I think that part of the decline can also be attributed to Russia's rise in singles.
Last edited by DarrellH; 02-14-2013 at 06:47 PM.
I am not sure what you mean by "obvious look issue", and given A/E's international successes, I wonder who the "no one" are that considers A/E not a threat.
And this Euros was the weakest probably ever. European ice dancing is dying along with the Russian school, especially once P&B retire. DomShabs bronze in 2010 was the worst result at the Olympics for the #1 Russian team (they had always won gold or at least silver), and it's looking very possible there will be no medal at all in Sochi. This is also the longest streak they have gone without a medal at Worlds, and given that the Russian teams were 5th and 6th at GPF (without W&P), there is no guarantee of a medal, only a chance. I can't remember a time before when Russians were not considered gold medal threats, even if they didn't actually win. Even DomShabs were a gold medal contender.

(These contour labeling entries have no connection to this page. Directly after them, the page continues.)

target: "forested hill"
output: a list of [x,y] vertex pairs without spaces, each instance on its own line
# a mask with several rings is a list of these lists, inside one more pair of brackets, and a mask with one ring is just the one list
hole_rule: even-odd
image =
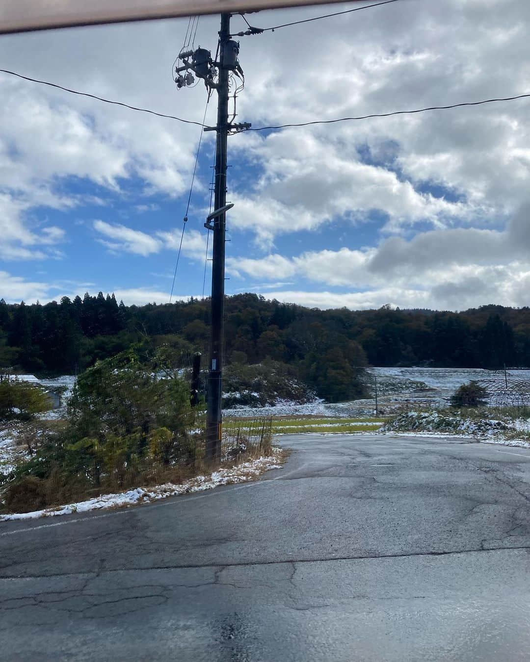
[[[156,343],[207,352],[209,301],[146,306],[86,294],[46,305],[0,301],[0,367],[72,373],[97,358],[156,336]],[[530,365],[530,308],[483,306],[461,312],[320,310],[254,294],[227,299],[229,361],[269,357],[306,367],[417,365],[500,368]],[[316,364],[315,364],[316,365]],[[313,366],[314,367],[314,366]],[[316,369],[316,368],[315,368]]]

It's very likely that Russia will not win an ice dancing medal in Sochi. Just like they were not close to a medal in Moscow worlds. The issues of senior dance collapse when put up against Detroit/Michigan training happens in every senior worlds and also 2010 Olympics.
Oh Davis & White won't retire after 2014 at all, IMO.
The 2018 podium will consist of gold for I&K, with the battle for silver and bronze between one of B&S, an up and comer from juniors, and possibly, possibly D&W (only if they stay til 2018).
I think it's more like the rest of the world has caught up with Russia, than Russian ice dance going into serious decline. All they have to do is what had worked for them in the past- find young talent at an early age, and cultivate it.
My earlier comment still holds- Russian coaches moving to the west is one of the reasons for the decline, but it is not as big a decline as it may appear; a lot has to do with the west figuring out how to win in ice dance.
The flip side is Russia has gained a lot in the ladies field, and there is some decline in the USA ladies (an understatement?)
Elena and Nikita will have a great shot post 2014
they have many good juniors too going to seniors like Stepanova/Bukin
the 2010 was the transition period where all the soviet born ice dancers retired
They do need to find young talent (which they have in abundance), and cultivate it, but something about how they are going about cultivating is clearly not working.
There could be one more factor. In the past - USSR years- the top skaters went for pairs and ice dance. Those were their glamor sports. Now a lot more talented skaters are skating singles, thus reducing the pool for pairs and ice dance. Pairs still look OK to me, but ice dance has definitely suffered. I still believe that the North Americans have figured out how to win with the current rules, while the Russians may still be a step behind (not for long though).